On January 6, 2011, the Internal Revenue Service (IRS) and U.S. Department of the Treasury issued proposed regulations expanding and clarifying the meaning of “traded on an established market,” or “publicly traded,” for purposes of determining the issue price of a debt instrument. Whether or not debt is publicly traded can have a significant impact on the tax treatment of debt exchanges and modifications, in particular whether the issuer is required to recognize discharge of indebtedness income. While the proposed regulations are not effective until final, clients contemplating debt restructurings should consider whether the debt would be treated as publicly traded under the current or proposed regulations.

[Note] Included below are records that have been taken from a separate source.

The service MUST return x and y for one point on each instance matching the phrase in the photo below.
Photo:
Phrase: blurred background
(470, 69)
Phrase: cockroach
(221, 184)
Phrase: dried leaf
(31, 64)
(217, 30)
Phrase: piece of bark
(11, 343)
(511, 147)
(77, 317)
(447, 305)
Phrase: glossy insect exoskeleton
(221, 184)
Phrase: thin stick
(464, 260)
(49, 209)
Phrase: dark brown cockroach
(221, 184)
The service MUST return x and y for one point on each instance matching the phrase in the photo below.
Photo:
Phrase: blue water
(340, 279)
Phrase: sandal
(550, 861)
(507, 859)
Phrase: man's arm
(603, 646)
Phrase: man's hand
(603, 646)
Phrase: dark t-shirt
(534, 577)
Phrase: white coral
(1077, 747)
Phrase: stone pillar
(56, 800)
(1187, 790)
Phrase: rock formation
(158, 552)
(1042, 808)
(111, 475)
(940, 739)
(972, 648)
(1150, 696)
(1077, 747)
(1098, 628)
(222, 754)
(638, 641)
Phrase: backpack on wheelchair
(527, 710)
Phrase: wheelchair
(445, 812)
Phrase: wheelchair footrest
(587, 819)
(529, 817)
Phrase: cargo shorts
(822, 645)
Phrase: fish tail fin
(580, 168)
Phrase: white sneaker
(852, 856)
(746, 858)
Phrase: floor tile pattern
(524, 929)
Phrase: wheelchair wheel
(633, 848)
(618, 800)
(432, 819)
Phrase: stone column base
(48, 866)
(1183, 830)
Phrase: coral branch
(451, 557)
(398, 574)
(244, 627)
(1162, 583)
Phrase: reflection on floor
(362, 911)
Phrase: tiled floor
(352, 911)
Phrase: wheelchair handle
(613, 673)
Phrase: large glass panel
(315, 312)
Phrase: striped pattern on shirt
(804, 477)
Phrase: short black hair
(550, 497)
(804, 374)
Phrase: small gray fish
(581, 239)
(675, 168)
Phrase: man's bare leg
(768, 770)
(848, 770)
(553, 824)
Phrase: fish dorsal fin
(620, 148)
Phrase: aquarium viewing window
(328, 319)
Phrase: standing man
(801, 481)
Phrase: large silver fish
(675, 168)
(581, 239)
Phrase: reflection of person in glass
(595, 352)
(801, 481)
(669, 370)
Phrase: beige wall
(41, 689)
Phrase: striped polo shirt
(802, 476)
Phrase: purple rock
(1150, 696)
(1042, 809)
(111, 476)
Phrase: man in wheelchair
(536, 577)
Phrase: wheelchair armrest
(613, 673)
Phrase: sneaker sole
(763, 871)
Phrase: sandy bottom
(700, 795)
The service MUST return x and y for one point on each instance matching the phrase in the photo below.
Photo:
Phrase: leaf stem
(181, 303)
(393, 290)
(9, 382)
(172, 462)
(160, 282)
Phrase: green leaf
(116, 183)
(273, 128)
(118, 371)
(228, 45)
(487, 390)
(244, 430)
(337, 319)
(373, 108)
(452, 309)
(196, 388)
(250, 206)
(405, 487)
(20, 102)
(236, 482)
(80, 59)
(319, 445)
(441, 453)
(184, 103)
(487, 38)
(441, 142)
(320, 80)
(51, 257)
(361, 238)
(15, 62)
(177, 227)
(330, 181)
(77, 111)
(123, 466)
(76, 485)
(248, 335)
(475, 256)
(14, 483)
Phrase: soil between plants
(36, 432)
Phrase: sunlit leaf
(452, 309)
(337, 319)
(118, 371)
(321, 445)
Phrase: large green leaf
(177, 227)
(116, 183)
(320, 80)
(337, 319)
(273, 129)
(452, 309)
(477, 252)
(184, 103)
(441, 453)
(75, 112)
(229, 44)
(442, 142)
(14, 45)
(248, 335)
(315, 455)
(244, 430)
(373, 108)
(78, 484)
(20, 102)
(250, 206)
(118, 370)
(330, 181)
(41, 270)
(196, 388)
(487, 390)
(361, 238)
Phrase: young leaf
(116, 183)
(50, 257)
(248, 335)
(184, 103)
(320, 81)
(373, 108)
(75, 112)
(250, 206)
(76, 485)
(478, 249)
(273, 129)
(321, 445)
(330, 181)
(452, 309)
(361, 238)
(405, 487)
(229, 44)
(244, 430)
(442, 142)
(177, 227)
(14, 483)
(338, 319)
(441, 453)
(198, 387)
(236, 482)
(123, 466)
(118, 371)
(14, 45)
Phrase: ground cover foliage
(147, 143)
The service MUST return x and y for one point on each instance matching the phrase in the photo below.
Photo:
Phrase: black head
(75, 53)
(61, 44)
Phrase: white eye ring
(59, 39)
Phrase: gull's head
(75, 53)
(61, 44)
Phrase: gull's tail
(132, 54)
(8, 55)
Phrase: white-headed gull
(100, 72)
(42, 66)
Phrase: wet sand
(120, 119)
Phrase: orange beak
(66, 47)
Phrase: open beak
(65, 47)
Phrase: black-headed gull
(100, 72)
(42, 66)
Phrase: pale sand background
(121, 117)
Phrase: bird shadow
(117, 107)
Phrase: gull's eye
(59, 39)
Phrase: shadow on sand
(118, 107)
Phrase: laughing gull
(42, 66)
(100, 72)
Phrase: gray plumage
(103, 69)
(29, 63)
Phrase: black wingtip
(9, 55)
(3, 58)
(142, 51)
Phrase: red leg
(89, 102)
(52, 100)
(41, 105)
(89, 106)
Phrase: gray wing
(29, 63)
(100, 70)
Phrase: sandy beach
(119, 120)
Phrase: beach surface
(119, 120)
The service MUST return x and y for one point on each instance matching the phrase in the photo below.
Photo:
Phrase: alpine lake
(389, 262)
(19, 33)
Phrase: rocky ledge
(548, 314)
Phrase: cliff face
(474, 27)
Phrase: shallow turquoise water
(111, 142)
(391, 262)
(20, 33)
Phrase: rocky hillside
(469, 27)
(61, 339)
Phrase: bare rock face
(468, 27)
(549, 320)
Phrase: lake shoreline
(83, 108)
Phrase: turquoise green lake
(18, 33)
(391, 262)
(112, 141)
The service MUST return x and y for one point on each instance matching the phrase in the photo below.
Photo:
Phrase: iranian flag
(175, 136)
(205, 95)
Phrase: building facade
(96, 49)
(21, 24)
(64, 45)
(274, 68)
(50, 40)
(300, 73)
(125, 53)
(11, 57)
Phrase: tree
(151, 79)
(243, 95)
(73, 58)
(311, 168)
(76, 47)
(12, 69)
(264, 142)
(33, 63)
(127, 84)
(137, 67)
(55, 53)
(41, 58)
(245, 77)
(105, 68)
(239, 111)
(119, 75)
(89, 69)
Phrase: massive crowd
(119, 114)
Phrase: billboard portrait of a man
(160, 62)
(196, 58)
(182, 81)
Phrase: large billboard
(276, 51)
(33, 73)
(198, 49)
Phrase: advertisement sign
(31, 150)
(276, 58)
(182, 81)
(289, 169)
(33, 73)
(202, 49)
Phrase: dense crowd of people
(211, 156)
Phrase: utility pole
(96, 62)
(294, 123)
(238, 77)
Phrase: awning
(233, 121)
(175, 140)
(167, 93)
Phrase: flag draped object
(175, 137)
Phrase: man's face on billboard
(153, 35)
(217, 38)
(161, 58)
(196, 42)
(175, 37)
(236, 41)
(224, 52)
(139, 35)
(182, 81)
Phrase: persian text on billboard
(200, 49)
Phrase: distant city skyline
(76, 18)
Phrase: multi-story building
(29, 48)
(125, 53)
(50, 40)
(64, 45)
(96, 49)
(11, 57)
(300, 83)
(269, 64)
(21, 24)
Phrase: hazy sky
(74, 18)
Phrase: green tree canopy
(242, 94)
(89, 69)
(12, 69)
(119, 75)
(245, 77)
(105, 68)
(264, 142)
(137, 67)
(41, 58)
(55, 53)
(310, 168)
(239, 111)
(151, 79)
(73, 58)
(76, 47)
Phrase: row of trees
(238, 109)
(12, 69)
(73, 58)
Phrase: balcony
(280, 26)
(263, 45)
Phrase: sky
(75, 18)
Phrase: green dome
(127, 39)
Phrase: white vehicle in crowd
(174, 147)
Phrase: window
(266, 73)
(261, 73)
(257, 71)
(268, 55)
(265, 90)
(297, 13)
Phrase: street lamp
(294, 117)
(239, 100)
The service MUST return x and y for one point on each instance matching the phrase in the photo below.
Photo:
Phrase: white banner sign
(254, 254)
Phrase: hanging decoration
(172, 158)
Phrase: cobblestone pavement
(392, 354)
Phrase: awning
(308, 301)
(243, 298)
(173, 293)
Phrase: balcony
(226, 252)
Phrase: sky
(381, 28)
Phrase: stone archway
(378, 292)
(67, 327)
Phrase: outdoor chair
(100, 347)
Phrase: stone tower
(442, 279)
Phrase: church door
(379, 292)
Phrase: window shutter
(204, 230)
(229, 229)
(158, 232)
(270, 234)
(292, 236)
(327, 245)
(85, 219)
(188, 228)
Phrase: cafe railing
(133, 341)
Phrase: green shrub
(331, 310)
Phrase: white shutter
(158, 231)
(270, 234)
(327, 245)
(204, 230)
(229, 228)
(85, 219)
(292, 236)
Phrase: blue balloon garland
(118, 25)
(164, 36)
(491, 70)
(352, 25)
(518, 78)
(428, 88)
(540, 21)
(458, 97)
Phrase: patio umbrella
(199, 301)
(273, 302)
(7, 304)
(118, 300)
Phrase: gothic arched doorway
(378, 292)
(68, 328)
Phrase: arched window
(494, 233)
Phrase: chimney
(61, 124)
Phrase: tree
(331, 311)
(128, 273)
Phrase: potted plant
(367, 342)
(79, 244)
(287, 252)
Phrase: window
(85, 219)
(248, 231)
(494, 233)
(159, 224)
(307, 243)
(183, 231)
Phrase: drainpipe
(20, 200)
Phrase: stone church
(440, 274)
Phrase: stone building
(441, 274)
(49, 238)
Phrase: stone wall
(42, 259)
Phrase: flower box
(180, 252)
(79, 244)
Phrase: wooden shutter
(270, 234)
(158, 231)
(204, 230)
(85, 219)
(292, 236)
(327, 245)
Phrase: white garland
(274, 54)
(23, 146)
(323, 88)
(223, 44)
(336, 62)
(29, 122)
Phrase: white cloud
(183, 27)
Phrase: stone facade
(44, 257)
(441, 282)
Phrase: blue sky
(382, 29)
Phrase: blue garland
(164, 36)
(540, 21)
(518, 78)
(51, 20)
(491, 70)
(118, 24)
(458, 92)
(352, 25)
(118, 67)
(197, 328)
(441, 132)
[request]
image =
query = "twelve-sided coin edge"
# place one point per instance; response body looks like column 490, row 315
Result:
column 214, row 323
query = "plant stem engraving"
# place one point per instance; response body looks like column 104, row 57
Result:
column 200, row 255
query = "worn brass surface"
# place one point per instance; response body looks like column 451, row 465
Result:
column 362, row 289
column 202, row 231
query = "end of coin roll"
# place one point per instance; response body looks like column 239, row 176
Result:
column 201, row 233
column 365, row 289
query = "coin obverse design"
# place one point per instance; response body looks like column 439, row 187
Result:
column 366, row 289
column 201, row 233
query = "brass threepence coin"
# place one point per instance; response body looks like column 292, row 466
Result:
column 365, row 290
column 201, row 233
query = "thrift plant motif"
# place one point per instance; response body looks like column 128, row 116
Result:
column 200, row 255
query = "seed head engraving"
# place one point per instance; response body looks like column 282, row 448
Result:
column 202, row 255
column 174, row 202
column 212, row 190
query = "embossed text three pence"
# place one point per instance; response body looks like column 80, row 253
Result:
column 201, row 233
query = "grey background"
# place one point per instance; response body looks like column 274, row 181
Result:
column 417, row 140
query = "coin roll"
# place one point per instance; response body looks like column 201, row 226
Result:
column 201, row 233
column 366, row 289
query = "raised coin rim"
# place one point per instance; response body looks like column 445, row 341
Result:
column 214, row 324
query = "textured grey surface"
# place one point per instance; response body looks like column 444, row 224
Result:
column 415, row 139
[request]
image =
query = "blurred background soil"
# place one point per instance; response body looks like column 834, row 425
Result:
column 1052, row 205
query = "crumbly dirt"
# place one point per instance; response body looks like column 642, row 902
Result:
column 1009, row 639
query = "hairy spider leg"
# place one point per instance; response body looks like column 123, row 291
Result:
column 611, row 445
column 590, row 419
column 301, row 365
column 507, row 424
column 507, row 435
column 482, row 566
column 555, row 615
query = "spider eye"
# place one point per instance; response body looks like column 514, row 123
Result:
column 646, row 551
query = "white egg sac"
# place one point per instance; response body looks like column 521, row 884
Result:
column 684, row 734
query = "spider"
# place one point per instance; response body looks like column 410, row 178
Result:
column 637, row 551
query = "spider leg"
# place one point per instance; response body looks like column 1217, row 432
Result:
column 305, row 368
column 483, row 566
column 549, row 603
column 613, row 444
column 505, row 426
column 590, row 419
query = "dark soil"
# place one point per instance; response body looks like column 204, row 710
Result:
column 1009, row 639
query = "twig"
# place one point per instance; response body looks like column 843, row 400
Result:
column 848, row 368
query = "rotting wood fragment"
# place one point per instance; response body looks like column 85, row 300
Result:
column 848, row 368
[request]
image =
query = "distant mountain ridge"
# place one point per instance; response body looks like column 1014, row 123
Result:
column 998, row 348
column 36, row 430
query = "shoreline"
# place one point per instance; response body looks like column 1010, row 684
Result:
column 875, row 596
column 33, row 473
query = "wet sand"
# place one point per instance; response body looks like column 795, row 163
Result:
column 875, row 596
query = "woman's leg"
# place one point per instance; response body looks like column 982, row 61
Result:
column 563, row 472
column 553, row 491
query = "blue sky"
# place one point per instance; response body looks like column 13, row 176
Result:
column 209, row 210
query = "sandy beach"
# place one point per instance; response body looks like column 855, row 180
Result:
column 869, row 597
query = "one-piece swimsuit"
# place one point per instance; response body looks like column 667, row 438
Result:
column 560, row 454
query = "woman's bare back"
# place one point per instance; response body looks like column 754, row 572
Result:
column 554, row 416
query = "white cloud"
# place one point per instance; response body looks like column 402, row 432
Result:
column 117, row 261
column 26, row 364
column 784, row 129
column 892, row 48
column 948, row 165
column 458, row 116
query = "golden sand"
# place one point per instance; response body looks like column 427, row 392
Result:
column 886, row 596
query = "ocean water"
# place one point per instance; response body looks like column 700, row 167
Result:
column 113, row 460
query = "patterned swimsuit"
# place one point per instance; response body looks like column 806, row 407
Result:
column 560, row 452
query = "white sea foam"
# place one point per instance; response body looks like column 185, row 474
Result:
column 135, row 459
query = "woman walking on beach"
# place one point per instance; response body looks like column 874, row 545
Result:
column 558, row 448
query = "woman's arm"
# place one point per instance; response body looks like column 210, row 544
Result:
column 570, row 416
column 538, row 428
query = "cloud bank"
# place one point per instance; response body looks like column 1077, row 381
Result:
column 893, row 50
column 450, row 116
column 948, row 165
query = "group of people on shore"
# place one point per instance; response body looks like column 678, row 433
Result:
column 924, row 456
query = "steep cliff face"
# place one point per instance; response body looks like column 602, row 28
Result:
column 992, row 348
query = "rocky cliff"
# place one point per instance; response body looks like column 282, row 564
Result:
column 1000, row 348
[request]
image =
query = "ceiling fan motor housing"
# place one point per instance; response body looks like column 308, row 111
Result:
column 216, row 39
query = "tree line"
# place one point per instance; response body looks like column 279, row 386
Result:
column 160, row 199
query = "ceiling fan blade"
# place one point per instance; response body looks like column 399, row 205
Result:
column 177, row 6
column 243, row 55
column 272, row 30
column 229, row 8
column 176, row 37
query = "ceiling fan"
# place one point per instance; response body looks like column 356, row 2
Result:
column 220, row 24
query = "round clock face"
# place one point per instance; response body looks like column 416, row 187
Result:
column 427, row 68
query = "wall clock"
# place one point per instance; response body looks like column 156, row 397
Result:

Significance of Public Trading
When a debt instrument is issued in exchange for property, such as a debt-for-debt exchange in a workout, the issue price of the debt instrument under Section 1273(b)(3) is its fair market value if either the existing debt or the new debt is publicly traded. A debt-for debt exchange also may be deemed to occur for U.S. federal income tax purposes as a result of a significant modification of existing debt. Given the declining fortunes of the issuer in the workout context, it often will be the case that the issue price of the new or modified debt instrument, if required to be determined based on public trading, will be less than the adjusted issue price of the existing debt. As a consequence, the issuer generally will recognize cancellation of debt income, and the new/modified debt will have original issue discount, which must be accounted for by both the issuer and the holder. These income tax consequences havebeen exacerbated by the recent turmoil in the capital markets, and temporary relief provided by the Internal Revenue Code expired on December 31, 2010.